Wayne State officials anticipate Tom Adams Field's main stand to be to filled to capacity for tonight's game as it was for this Prep Kickoff Classic contest between Southfield and Detroit Martin Luther King high schools in August 2012. (Ricardo Thomas / Detroit News)
Detroit — Wayne State doesn’t have a 100,000-seat stadium and a national television audience to tell its story.
It has a 6,100-seat stadium and a local television audience to tell its story.
That story is about to become intriguing as Wayne State plays its first home night game at Tom Adams Field at 6 tonight against Ashland, the Great Lakes Intercollegiate Athletic Conference defending champion.
“This is another way to turn on the lights, not just on our football game but to show our fans what is going on with our university,” Wayne State athletic director Rob Fournier said.
Wayne State’s last night home game was Sept. 24, 1966, an 8 p.m. kickoff at the University of Detroit Stadium.
Tonight’s game, live on Comcast 900, is expected to draw a sellout crowd.

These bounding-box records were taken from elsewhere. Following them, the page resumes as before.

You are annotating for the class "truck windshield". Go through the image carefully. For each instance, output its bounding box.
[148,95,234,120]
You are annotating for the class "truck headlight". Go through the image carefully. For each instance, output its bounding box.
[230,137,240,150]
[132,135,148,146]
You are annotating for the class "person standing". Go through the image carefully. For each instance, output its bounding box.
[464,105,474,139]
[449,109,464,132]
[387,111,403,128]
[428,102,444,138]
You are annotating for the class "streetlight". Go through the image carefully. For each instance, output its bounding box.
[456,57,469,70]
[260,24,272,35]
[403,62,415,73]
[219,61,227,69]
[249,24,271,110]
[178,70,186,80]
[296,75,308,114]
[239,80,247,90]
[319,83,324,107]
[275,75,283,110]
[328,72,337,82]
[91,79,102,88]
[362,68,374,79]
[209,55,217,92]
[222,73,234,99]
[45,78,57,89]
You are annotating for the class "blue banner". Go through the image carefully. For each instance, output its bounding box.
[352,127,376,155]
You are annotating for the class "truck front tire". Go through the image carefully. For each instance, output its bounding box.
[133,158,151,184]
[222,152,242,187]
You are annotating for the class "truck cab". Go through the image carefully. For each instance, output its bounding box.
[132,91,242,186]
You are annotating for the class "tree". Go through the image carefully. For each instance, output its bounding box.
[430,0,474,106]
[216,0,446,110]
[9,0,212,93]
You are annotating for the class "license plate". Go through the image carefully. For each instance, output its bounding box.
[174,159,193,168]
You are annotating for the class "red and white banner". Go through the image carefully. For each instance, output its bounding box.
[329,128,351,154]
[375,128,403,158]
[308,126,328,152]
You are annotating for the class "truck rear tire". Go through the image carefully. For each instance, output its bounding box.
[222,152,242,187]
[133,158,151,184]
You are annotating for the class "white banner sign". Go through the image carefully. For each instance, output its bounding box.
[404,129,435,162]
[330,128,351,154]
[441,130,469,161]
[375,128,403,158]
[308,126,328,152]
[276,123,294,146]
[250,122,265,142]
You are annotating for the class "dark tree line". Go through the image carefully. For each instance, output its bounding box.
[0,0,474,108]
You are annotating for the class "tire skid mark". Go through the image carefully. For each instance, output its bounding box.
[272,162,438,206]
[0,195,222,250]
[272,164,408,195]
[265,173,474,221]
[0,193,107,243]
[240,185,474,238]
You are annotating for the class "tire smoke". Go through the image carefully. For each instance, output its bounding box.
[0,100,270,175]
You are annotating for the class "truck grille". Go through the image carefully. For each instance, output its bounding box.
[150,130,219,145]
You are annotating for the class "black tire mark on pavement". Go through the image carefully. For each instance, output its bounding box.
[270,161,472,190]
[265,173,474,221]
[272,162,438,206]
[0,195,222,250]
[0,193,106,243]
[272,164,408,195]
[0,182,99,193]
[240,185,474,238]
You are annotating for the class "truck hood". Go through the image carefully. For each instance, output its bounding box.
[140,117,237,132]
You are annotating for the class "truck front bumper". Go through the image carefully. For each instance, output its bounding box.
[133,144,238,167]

“We are telling our story to a quarter-million alumni,” Fournier said. “We are telling our story to 30,000 students. We are not just telling our story about the athletic program, but we are telling our story about the entire university. We are talking about what we do as a school and an institution. We are talking about our uniqueness in the city.
“This (night game) is a vehicle to illuminate this message.”
Plan in place
Wayne State officials got this ball rolling when they purchased lights to host the annual Prep Kickoff Classic.
It all came together when the Detroit Sports Commission agreed to host the Classic at Wayne State for a minimum of 10 years.
“It is a benefit to them and for us to have lights,” said Dave Beachnau, executive director of the Detroit Sports Commission. “We have a long-term deal in place but we don’t have any plans to move anyway.”
Tonight should be electric.
Fans will be given glow sticks, and many of the other Wayne State teams will be introduced.
And the football players? They’ll be pumped up, too.
“We really wanted to use (the lights) and the atmosphere to have a pretty electric night of football,” coach Paul Winters said. “With the University of Michigan and Michigan State playing games in the afternoon, it gives our crowd an opportunity to do something after those games.
“We’ve got our lights and the game so let’s have some fun with it.”